Jie ketiban sial yang kedua saat berjualan berangan dekat arena Play Station. Mafia Taiwan menemukan salah satu Play Station itu aspal [asli tapi palsu]. Chipnya diganti oleh salah satu saudara Kepala Besi. Awalnya, seorang teman Jie meminta Jie untuk menjaga arena itu sebentar karena dia mau kencing, Jie sebenarnya menolak tetapi tuntutan scenario membuatnya menyetujuinya. Saat dia menunggui arena itu, mafia Taiwan menyerbu. Jie terjepit dan berulang kali mengatakan ada kesalahpahaman [yang tidak berdampak sistemik seperti Bank Century] tapi Mafia Taiwan tidak mau tahu. Jie diseret ke belakang, Bos mafia Taiwan [inisial saja BT] memotong telapak tangan kanannya dan melukai wajahnya secara permanen [di tengah-tengah film katanya Jie sudah operasi laser tapi bekas luka tetap tampak]. Teman Jie yang memintanya menjaga tadi langsung lari memanggil Kepala Besi dan rekan-rekannya. Setelah sempat diskusi alot, Kepala Besi dan rekan-rekannya datang ke TKP. Mereka akhirnya bisa membebaskan Jie meskipun mereka melihat sendiri potongan telapak tangan Jie diinjak oleh BT. Anehnya, Jie merasa kesakitan saat potongan itu diinjak meski secara medis hal ini tidak mungkin. Barangkali masih ada sinyal batin antara dia dengan bekas organ tubuhnya itu.

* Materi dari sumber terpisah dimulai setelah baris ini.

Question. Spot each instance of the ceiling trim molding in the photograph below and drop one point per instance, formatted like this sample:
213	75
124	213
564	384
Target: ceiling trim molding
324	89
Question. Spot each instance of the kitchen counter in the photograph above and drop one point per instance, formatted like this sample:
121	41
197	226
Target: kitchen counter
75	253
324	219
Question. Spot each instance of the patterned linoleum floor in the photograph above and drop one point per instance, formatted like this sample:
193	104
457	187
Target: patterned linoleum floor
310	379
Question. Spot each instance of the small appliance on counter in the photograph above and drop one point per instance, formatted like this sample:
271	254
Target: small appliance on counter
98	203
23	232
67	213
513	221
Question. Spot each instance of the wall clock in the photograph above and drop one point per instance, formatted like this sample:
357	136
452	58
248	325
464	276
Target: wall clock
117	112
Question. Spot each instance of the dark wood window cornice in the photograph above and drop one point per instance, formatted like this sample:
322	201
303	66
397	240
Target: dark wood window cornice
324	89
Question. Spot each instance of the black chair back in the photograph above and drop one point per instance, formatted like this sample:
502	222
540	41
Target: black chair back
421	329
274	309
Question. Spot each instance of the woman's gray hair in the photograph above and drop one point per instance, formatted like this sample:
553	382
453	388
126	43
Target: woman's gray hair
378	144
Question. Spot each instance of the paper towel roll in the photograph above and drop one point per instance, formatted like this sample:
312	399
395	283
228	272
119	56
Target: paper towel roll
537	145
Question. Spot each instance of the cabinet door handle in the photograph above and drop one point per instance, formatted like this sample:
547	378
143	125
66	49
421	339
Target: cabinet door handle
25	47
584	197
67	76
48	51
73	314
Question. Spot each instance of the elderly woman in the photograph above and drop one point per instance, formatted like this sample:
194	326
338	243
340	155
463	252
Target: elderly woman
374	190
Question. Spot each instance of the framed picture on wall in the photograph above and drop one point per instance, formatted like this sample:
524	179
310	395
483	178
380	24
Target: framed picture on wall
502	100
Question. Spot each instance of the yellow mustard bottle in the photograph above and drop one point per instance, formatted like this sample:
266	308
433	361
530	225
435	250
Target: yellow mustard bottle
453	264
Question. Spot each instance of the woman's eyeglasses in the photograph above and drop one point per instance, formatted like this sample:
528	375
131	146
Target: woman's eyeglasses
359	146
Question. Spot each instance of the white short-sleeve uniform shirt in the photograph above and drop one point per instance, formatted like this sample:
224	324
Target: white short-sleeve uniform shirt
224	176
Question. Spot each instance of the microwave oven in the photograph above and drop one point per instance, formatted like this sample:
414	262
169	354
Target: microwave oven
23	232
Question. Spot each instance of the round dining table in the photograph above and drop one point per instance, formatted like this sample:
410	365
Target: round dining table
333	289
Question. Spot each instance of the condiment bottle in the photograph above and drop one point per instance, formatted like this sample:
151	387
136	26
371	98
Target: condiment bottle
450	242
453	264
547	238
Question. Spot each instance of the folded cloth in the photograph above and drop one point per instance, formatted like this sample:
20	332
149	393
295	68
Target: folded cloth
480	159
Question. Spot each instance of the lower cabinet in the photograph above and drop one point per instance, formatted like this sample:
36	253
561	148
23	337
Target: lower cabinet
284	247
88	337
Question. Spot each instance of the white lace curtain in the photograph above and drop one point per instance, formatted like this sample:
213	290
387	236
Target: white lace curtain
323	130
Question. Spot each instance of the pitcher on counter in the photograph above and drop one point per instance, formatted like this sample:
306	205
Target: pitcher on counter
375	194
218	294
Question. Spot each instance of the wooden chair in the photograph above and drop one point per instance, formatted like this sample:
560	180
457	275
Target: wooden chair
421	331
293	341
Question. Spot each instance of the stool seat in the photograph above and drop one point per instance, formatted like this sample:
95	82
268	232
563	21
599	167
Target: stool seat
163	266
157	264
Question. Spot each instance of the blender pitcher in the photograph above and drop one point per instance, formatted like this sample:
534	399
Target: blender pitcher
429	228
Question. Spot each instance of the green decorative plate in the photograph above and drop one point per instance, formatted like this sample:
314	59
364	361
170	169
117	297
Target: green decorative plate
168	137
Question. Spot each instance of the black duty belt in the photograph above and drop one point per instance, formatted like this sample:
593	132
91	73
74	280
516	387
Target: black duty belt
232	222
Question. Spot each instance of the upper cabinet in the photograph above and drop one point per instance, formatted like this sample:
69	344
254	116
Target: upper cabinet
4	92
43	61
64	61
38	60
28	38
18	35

Sesampainya di rumah saudara dan rekan Kepala Besi berencana untuk membalas dendam. Kepala Besi meminta mereka tetap tenang dan memikirkan cara terbaik [ketenangannya mengingatkan saya pada para pemimpin Indonesia]. Tengah malam Kepala Besi menyelinap ke rumah BT dan menguping percakapannya dengan seorang anak bos Yakuza [Togawa] yang menyuruh BT untuk membunuh bos Yakuza lainnya yang belakangan adalah suami Xiu Xiu. Beberapa saat kemudian suami Xiu-Xiu datang ke rumah BT. Mereka berdua sebenarnya adalah rekan bisnis [barang haram tentunya, kalau barang halus namanya dukun santet]. Di tengah percakapan suami Xiu-Xiu dikepung oleh begundal2 BT dan terjepit lalu terjatuh ketika dia melihat Kepala Besi di kolong meja. Saat BT hendak menusuk suami Xiu-Xiu, Kepala Besi tiba-tiba muncul dan menyabet lengan BT hingga putus. Hukum qishahsh telah berlaku. Keduanya kemudian kabur dan menjalin pertemanan [gak perlu di-add kayak di FB]. Kepala Besi mengantar suami Xiu-Xiu sampai rumahnya dan bertemu dengan Xiu Xiu di sana. Kepala Besi ternyata pasrah tunangannya telah menjadi istri orang. Dia nrimo ing pandhum. Suami Xiu-Xiu menawarinya untuk bekerja dengannya. Kepala Besi menolak. Kepala Besi meminta Xiu-Xiu menengok ibunya di Cina yang terus mencarinya.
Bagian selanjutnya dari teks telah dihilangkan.